Der Weg über die Piława/Peile führte zum Berghaus, in dem die Familie von Freya und Helmuth James Moltke lebte. Hier fanden die insgesamt drei Treffen des Kreisauer Kreises statt, zu denen sich maximal 12 Personen trafen. Nach dem Wunsch von Freya von Moltke sollte dieses Haus nach Gründung der Stiftung kein reiner Ausstellungs- oder Tagungsort werden. Deshalb gibt es hier nur einen Gedenkraum. Das übrige Haus ist bewohnt. Der Gedenkraum im Erdgeschoss war das ehemalige Esszimmer. Von dem ursprünglichen Raum ist nichts mehr erhalten. Nur der Zuschnitt ist geblieben. Auf dem Fußboden markiert ist ein großer Kreis, in einer Schrankvitrine stehen die Bildporträts der ehemaligen Kreisauer, ungefähr 25 Menschen, darunter vier Frauen. Im Januar 1944 wurde Moltke von der Gestapo verhaftet, da er einen Freund vor dessen bevorstehender Verhaftung gewarnt hatte. Die Festnahme hatte also keinen Bezug zur Arbeit im Kreisauer Kreis. Trotzdem löste sich dieser de facto auf, nachdem die Führungsperson ausgefallen war. Einige Kreisauer schlossen sich der Gruppe von Stauffenberg an, zu dem bereits vorher Kontakte bestanden hatte. Insgesamt 8 Mitglieder des Kreisauer Kreises wurden nach Verrat an die Gestapo zum Tode verurteilt und hingerichtet.
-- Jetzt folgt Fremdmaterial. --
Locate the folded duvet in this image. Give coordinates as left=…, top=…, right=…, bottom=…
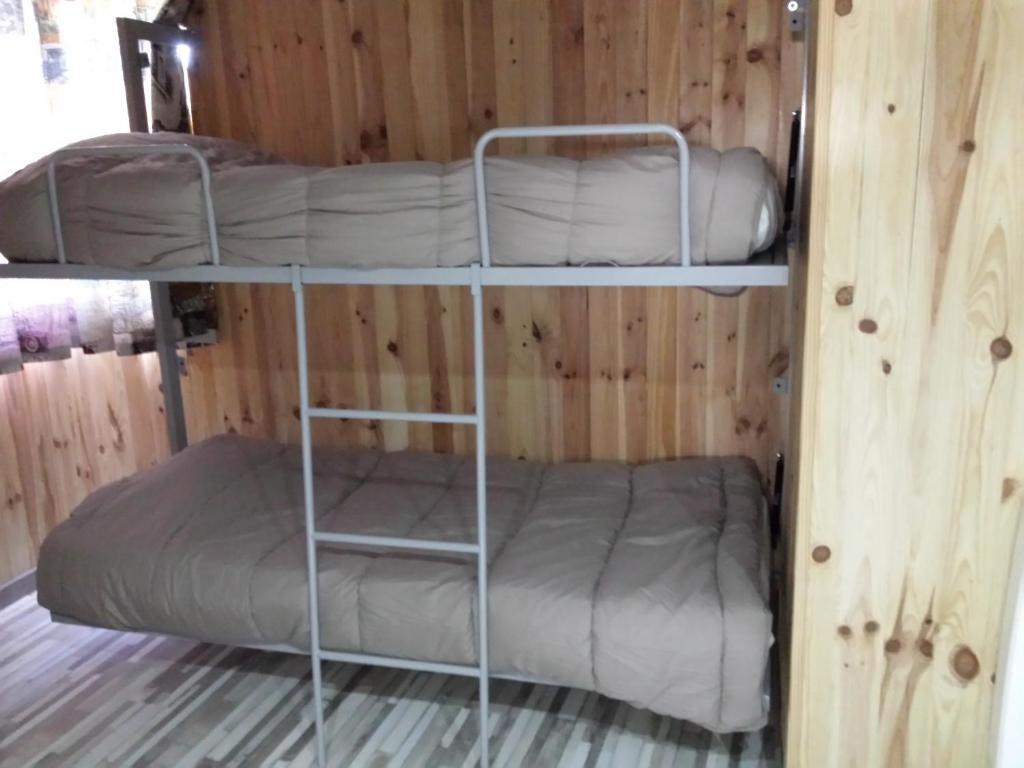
left=37, top=436, right=771, bottom=731
left=0, top=134, right=780, bottom=268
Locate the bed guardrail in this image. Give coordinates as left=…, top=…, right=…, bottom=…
left=473, top=123, right=690, bottom=267
left=46, top=143, right=220, bottom=266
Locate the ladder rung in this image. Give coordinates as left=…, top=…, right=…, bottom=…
left=319, top=649, right=480, bottom=678
left=313, top=530, right=480, bottom=555
left=309, top=408, right=477, bottom=424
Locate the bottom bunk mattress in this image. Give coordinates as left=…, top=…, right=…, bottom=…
left=37, top=435, right=771, bottom=731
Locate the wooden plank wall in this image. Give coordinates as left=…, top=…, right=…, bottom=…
left=786, top=0, right=1024, bottom=767
left=185, top=0, right=801, bottom=475
left=0, top=350, right=167, bottom=585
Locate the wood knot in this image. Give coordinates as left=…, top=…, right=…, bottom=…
left=836, top=286, right=853, bottom=306
left=1001, top=477, right=1020, bottom=501
left=918, top=640, right=935, bottom=658
left=949, top=645, right=981, bottom=683
left=988, top=336, right=1014, bottom=360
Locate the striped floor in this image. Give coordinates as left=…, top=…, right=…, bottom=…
left=0, top=595, right=777, bottom=768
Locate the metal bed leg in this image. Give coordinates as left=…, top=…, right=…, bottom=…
left=292, top=266, right=327, bottom=768
left=470, top=264, right=490, bottom=768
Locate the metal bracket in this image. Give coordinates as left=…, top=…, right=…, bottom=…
left=785, top=0, right=807, bottom=33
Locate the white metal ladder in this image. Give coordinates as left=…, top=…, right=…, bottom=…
left=292, top=265, right=490, bottom=768
left=292, top=123, right=690, bottom=768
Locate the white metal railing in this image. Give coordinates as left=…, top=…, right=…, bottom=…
left=46, top=144, right=220, bottom=268
left=19, top=123, right=788, bottom=766
left=473, top=123, right=690, bottom=269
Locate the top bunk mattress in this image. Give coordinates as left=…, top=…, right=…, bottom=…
left=0, top=133, right=781, bottom=269
left=37, top=435, right=771, bottom=731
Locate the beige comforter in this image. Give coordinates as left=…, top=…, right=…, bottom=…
left=38, top=435, right=771, bottom=731
left=0, top=134, right=780, bottom=268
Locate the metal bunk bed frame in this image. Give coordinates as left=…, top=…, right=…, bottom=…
left=0, top=123, right=788, bottom=767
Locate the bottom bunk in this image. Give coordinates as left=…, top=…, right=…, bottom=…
left=37, top=435, right=772, bottom=731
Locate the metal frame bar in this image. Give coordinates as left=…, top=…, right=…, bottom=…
left=46, top=144, right=220, bottom=268
left=0, top=123, right=788, bottom=766
left=473, top=123, right=692, bottom=268
left=0, top=261, right=790, bottom=288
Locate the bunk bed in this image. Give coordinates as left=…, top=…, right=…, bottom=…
left=0, top=124, right=788, bottom=765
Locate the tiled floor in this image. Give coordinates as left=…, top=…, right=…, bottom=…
left=0, top=595, right=778, bottom=768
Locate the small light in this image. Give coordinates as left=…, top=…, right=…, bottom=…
left=176, top=43, right=191, bottom=70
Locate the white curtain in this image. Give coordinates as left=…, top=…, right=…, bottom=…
left=0, top=280, right=155, bottom=374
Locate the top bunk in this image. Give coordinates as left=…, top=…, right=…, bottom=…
left=0, top=124, right=788, bottom=289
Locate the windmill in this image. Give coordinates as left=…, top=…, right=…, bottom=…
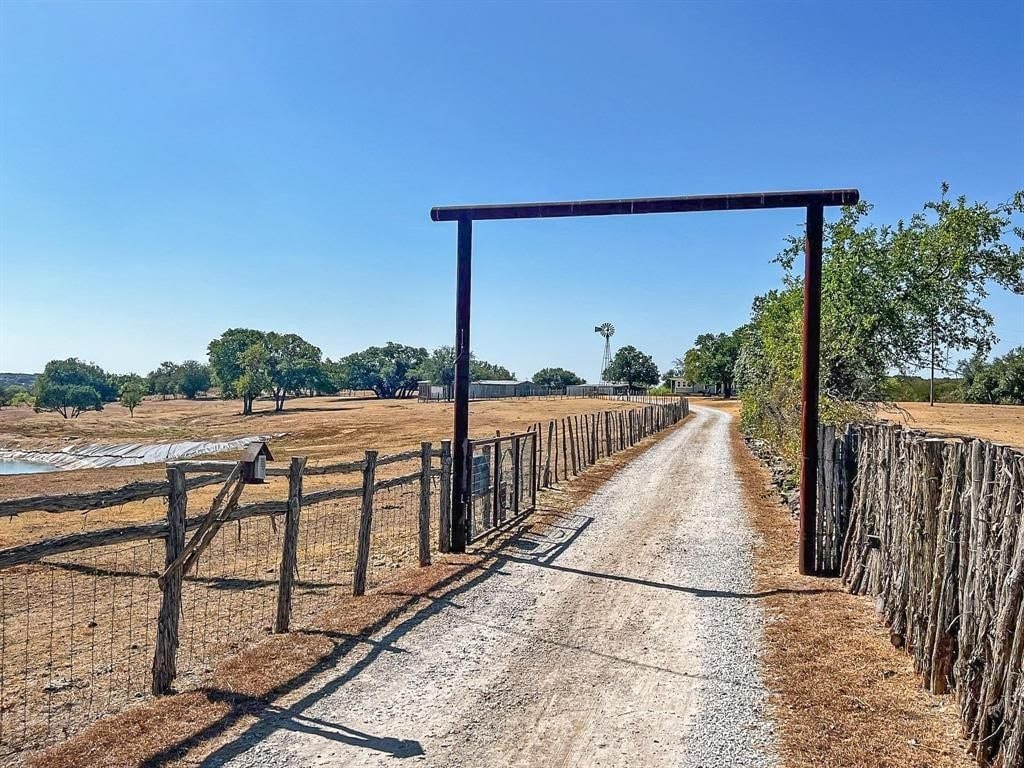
left=594, top=323, right=615, bottom=383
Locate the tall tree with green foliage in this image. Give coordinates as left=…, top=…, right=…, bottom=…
left=676, top=329, right=742, bottom=397
left=415, top=346, right=455, bottom=386
left=0, top=384, right=28, bottom=408
left=605, top=345, right=659, bottom=389
left=120, top=376, right=148, bottom=419
left=35, top=357, right=116, bottom=419
left=469, top=354, right=515, bottom=381
left=265, top=331, right=324, bottom=412
left=205, top=328, right=266, bottom=403
left=234, top=342, right=270, bottom=416
left=961, top=347, right=1024, bottom=406
left=145, top=360, right=178, bottom=399
left=531, top=368, right=587, bottom=389
left=736, top=186, right=1024, bottom=458
left=175, top=360, right=211, bottom=400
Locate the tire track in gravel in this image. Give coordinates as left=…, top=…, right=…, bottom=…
left=218, top=409, right=776, bottom=768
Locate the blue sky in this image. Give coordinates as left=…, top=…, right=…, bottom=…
left=0, top=0, right=1024, bottom=380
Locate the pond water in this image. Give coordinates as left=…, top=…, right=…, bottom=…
left=0, top=459, right=56, bottom=475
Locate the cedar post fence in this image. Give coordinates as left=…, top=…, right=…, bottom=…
left=153, top=467, right=187, bottom=696
left=419, top=442, right=432, bottom=566
left=352, top=451, right=377, bottom=597
left=273, top=456, right=306, bottom=634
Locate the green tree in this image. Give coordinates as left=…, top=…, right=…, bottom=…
left=265, top=332, right=324, bottom=412
left=174, top=360, right=210, bottom=400
left=676, top=329, right=742, bottom=397
left=207, top=328, right=265, bottom=403
left=605, top=345, right=659, bottom=389
left=735, top=185, right=1024, bottom=460
left=415, top=346, right=455, bottom=386
left=662, top=368, right=684, bottom=390
left=532, top=368, right=587, bottom=389
left=121, top=377, right=148, bottom=419
left=334, top=341, right=427, bottom=398
left=10, top=387, right=36, bottom=408
left=35, top=382, right=103, bottom=419
left=234, top=342, right=271, bottom=416
left=0, top=384, right=28, bottom=408
left=961, top=347, right=1024, bottom=406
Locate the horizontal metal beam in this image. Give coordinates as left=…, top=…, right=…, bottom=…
left=430, top=189, right=860, bottom=221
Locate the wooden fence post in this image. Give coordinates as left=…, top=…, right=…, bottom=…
left=273, top=456, right=306, bottom=634
left=544, top=421, right=558, bottom=488
left=512, top=435, right=522, bottom=519
left=568, top=416, right=580, bottom=476
left=562, top=419, right=569, bottom=480
left=437, top=440, right=452, bottom=552
left=153, top=467, right=188, bottom=696
left=485, top=440, right=505, bottom=526
left=352, top=451, right=377, bottom=597
left=420, top=442, right=433, bottom=566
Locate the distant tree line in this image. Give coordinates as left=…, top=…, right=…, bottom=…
left=14, top=328, right=622, bottom=419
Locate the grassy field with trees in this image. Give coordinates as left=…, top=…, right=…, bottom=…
left=676, top=184, right=1024, bottom=461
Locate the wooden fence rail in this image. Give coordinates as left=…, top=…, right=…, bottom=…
left=818, top=424, right=1024, bottom=768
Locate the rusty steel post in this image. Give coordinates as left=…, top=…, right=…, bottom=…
left=800, top=205, right=824, bottom=575
left=452, top=218, right=473, bottom=552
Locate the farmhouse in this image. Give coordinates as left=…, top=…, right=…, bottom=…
left=565, top=382, right=630, bottom=397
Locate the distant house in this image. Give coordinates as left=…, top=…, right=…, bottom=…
left=565, top=382, right=630, bottom=397
left=469, top=379, right=547, bottom=400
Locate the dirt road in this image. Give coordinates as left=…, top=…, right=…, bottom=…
left=214, top=409, right=776, bottom=768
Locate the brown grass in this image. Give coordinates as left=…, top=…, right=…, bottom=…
left=0, top=397, right=636, bottom=548
left=30, top=421, right=673, bottom=768
left=732, top=421, right=974, bottom=768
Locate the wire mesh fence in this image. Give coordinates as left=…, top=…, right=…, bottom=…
left=0, top=540, right=163, bottom=758
left=0, top=403, right=688, bottom=763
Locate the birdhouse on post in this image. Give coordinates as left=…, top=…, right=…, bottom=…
left=242, top=442, right=273, bottom=483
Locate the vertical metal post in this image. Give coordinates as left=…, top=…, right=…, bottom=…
left=800, top=205, right=824, bottom=574
left=452, top=218, right=473, bottom=552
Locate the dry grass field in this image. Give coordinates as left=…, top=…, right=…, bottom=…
left=689, top=397, right=1024, bottom=449
left=0, top=398, right=671, bottom=764
left=0, top=397, right=636, bottom=548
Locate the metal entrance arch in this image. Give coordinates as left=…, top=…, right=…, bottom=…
left=430, top=189, right=860, bottom=574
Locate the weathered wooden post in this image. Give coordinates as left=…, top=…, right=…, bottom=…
left=273, top=456, right=306, bottom=634
left=352, top=451, right=377, bottom=597
left=437, top=440, right=452, bottom=552
left=153, top=467, right=188, bottom=696
left=567, top=416, right=580, bottom=476
left=529, top=430, right=541, bottom=509
left=420, top=442, right=433, bottom=566
left=502, top=435, right=522, bottom=520
left=544, top=421, right=557, bottom=488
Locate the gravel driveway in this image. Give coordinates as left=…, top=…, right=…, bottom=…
left=214, top=409, right=776, bottom=768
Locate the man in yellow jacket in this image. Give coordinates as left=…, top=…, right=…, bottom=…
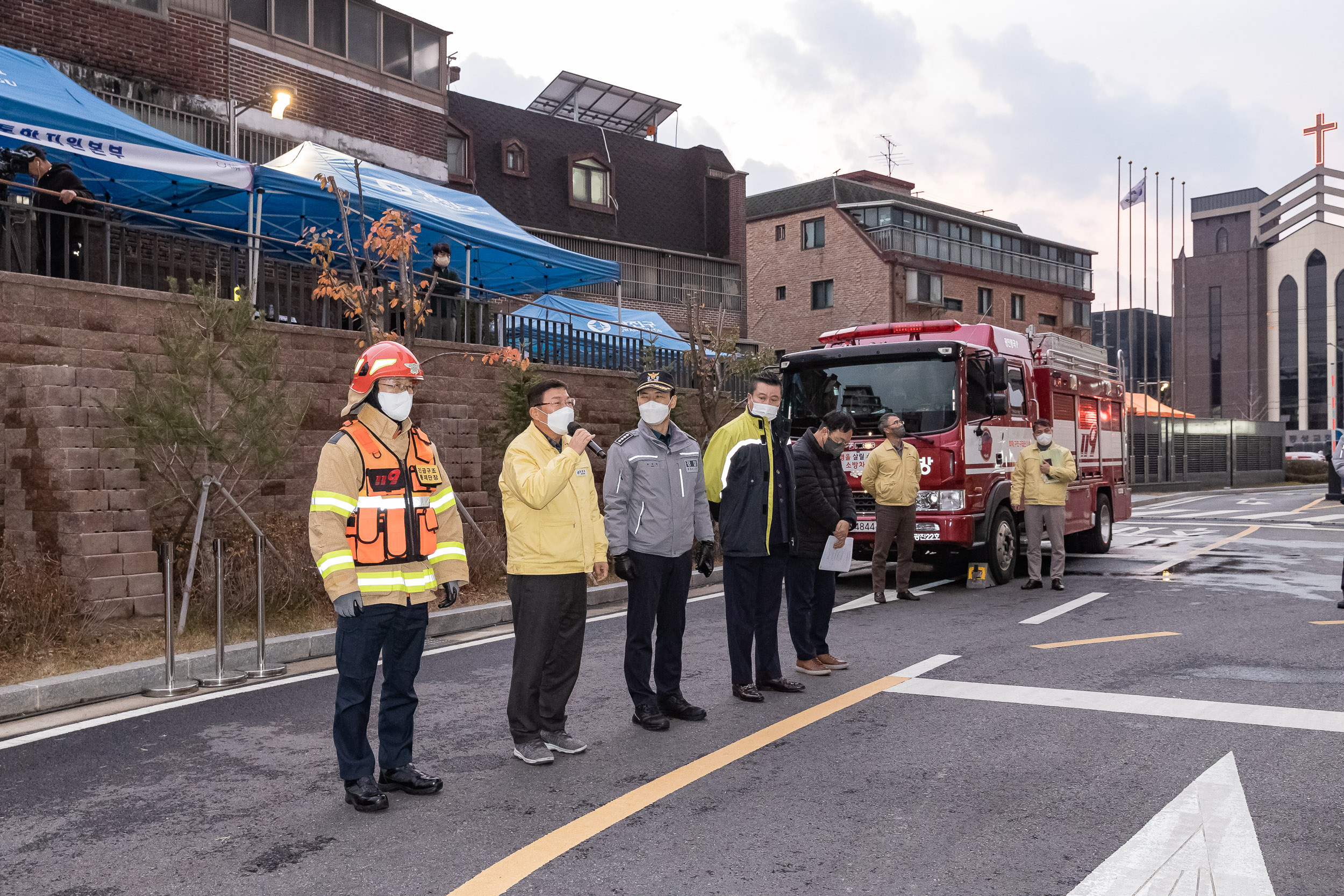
left=1010, top=420, right=1078, bottom=591
left=860, top=414, right=919, bottom=603
left=308, top=342, right=467, bottom=812
left=500, top=380, right=606, bottom=766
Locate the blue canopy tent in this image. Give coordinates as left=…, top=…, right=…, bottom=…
left=195, top=142, right=621, bottom=298
left=513, top=296, right=691, bottom=352
left=0, top=47, right=253, bottom=215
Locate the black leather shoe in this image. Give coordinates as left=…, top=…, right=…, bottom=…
left=757, top=678, right=808, bottom=693
left=378, top=763, right=444, bottom=797
left=733, top=685, right=765, bottom=703
left=346, top=775, right=387, bottom=812
left=631, top=703, right=672, bottom=731
left=659, top=694, right=710, bottom=721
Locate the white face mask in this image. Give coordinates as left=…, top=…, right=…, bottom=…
left=640, top=402, right=672, bottom=426
left=546, top=404, right=574, bottom=434
left=378, top=392, right=414, bottom=423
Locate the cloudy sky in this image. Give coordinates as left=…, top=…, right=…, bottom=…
left=390, top=0, right=1344, bottom=310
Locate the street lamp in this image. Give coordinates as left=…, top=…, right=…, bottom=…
left=228, top=83, right=298, bottom=159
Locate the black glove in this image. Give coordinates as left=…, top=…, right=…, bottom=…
left=612, top=554, right=640, bottom=582
left=695, top=541, right=714, bottom=579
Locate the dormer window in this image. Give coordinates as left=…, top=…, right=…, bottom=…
left=570, top=154, right=612, bottom=212
left=500, top=137, right=527, bottom=177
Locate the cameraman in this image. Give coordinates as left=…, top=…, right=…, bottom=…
left=19, top=144, right=93, bottom=279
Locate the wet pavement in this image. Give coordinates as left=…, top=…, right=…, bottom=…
left=0, top=486, right=1344, bottom=896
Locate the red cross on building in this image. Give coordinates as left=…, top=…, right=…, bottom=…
left=1303, top=113, right=1339, bottom=165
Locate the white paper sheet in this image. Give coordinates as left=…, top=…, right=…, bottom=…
left=817, top=536, right=854, bottom=572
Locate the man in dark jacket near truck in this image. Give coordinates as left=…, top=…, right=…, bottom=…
left=785, top=411, right=859, bottom=676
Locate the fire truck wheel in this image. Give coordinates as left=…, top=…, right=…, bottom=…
left=981, top=504, right=1018, bottom=584
left=1064, top=494, right=1114, bottom=554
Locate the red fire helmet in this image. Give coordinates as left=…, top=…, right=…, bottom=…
left=349, top=341, right=425, bottom=395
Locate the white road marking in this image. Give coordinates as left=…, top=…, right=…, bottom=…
left=887, top=653, right=961, bottom=679
left=1069, top=754, right=1274, bottom=896
left=0, top=591, right=723, bottom=750
left=887, top=678, right=1344, bottom=734
left=1019, top=591, right=1110, bottom=626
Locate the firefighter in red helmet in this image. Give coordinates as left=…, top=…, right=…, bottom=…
left=308, top=342, right=467, bottom=812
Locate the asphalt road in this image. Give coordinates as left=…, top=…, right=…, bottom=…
left=0, top=486, right=1344, bottom=896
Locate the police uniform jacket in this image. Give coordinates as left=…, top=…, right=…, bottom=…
left=602, top=422, right=714, bottom=557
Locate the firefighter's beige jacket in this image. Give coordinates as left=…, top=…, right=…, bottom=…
left=1010, top=445, right=1078, bottom=506
left=308, top=391, right=468, bottom=606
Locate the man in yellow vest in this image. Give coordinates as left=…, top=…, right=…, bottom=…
left=500, top=380, right=606, bottom=766
left=308, top=341, right=467, bottom=812
left=1010, top=420, right=1078, bottom=591
left=860, top=414, right=919, bottom=603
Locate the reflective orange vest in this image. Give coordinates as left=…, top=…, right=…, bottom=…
left=343, top=420, right=444, bottom=565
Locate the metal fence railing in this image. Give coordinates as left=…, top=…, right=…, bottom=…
left=868, top=227, right=1091, bottom=293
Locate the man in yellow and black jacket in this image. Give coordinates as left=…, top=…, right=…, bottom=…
left=308, top=342, right=468, bottom=812
left=1010, top=420, right=1078, bottom=591
left=704, top=374, right=805, bottom=703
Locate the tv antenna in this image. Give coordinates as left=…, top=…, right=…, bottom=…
left=868, top=134, right=910, bottom=177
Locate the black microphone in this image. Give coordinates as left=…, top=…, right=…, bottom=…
left=570, top=422, right=606, bottom=458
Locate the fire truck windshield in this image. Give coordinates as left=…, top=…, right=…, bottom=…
left=785, top=357, right=959, bottom=435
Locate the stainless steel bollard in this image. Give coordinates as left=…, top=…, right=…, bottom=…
left=140, top=541, right=201, bottom=697
left=201, top=539, right=247, bottom=688
left=247, top=535, right=285, bottom=678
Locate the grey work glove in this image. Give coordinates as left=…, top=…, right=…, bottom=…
left=333, top=591, right=364, bottom=617
left=437, top=582, right=462, bottom=610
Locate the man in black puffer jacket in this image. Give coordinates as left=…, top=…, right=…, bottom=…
left=785, top=411, right=857, bottom=676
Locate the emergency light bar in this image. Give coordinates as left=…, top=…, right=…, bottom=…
left=817, top=320, right=961, bottom=345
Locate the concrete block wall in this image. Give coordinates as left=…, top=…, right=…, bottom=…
left=4, top=364, right=163, bottom=615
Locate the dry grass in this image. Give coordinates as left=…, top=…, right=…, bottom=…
left=0, top=514, right=508, bottom=685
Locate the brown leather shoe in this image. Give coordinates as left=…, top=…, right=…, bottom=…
left=795, top=658, right=831, bottom=676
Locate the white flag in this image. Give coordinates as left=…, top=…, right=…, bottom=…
left=1120, top=177, right=1148, bottom=208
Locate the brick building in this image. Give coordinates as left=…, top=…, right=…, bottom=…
left=449, top=75, right=746, bottom=332
left=746, top=170, right=1096, bottom=350
left=0, top=0, right=459, bottom=183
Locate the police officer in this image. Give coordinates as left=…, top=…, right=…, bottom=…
left=602, top=371, right=714, bottom=731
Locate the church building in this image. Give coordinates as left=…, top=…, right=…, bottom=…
left=1174, top=116, right=1344, bottom=450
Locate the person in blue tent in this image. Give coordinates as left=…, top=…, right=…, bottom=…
left=19, top=144, right=93, bottom=279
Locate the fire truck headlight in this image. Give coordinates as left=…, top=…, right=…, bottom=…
left=938, top=489, right=967, bottom=511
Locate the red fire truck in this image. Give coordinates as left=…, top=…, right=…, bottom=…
left=780, top=320, right=1131, bottom=584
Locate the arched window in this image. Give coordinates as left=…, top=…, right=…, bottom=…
left=1303, top=250, right=1331, bottom=430
left=500, top=137, right=527, bottom=177
left=1278, top=277, right=1297, bottom=430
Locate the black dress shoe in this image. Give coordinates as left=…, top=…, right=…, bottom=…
left=378, top=763, right=444, bottom=797
left=757, top=678, right=808, bottom=693
left=346, top=775, right=387, bottom=812
left=733, top=685, right=765, bottom=703
left=659, top=694, right=710, bottom=721
left=631, top=703, right=672, bottom=731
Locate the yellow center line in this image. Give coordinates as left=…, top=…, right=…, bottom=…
left=1142, top=525, right=1260, bottom=575
left=448, top=676, right=909, bottom=896
left=1031, top=632, right=1180, bottom=650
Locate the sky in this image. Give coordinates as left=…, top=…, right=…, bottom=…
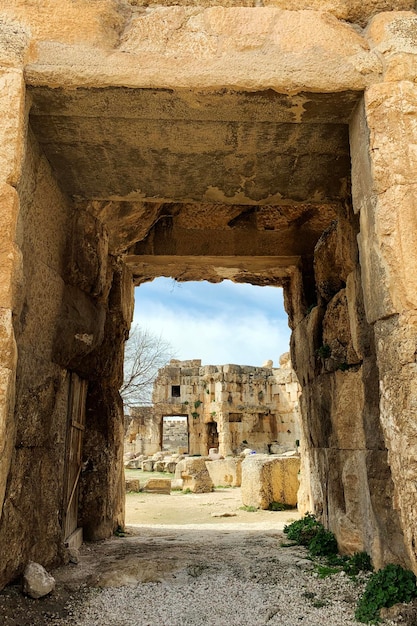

Zum Gedenkraum des Berghauses gehört auch ein runder Tisch. Er setzt sich aus vier Teilen zusammen, die jeweils an einer der vier Ecken des Zimmers gestellt sind. Setzt man sie zum Tisch zusammen und gruppiert sie bündig mit dem Kreis, klaffen zwischen den einzelnen Teilen Spalte. Sie symbolisieren, dass die, die sich hier trafen, unterschiedlichen Kreisen und Schichten angehörten, die sich hier in der Ablehnung des Nationalsozialismus zusammenfanden. Der Kreisauer Kreis machte keine Umsturzpläne für die Diktatur. Sein Ziel war die Verständigung über die Grundlagen der Gesellschaft nach einem Sturz Hitlers. Darum sprach man u.a. über Erziehungsfragen, über das Verhältnis von Kirche und Staat, die künftige Ordnung Europas und die internationale Zusammenarbeit. Für manche der Polen war und ist es auch heute noch schwer, dies zum Widerstand zu rechnen.

Berghaus Veranda sowie Gedenkraum mit Dominik

Unsere Führung endete mit dem Besuch der Freilichtausstellung „Mut und Versöhnung“, die aus Anlass des 25. Jahrestages der Versöhnungsmesse am 12. November 1989 in Kreisau entstand. Sie wurde gemeinsam vom „Museum der Geschichte Polens“ und der „Stiftung Kreisau für Europäische Verständigung“ erarbeitet und 2014 eröffnet. Die Ausstellung widmet sich der schwierigen Geschichte der Annäherung von Polen und Deutschen nach 1945, die schließlich zur Gründung der Stiftung Kreisau führten: einem Ort, in dem junge Menschen das Gespräch miteinander suchen, die sich der Vergangenheit bewusst und an einer friedlichen und freundschaftlichen Beziehung zwischen den Menschen in diesen beiden Ländern interessiert sind.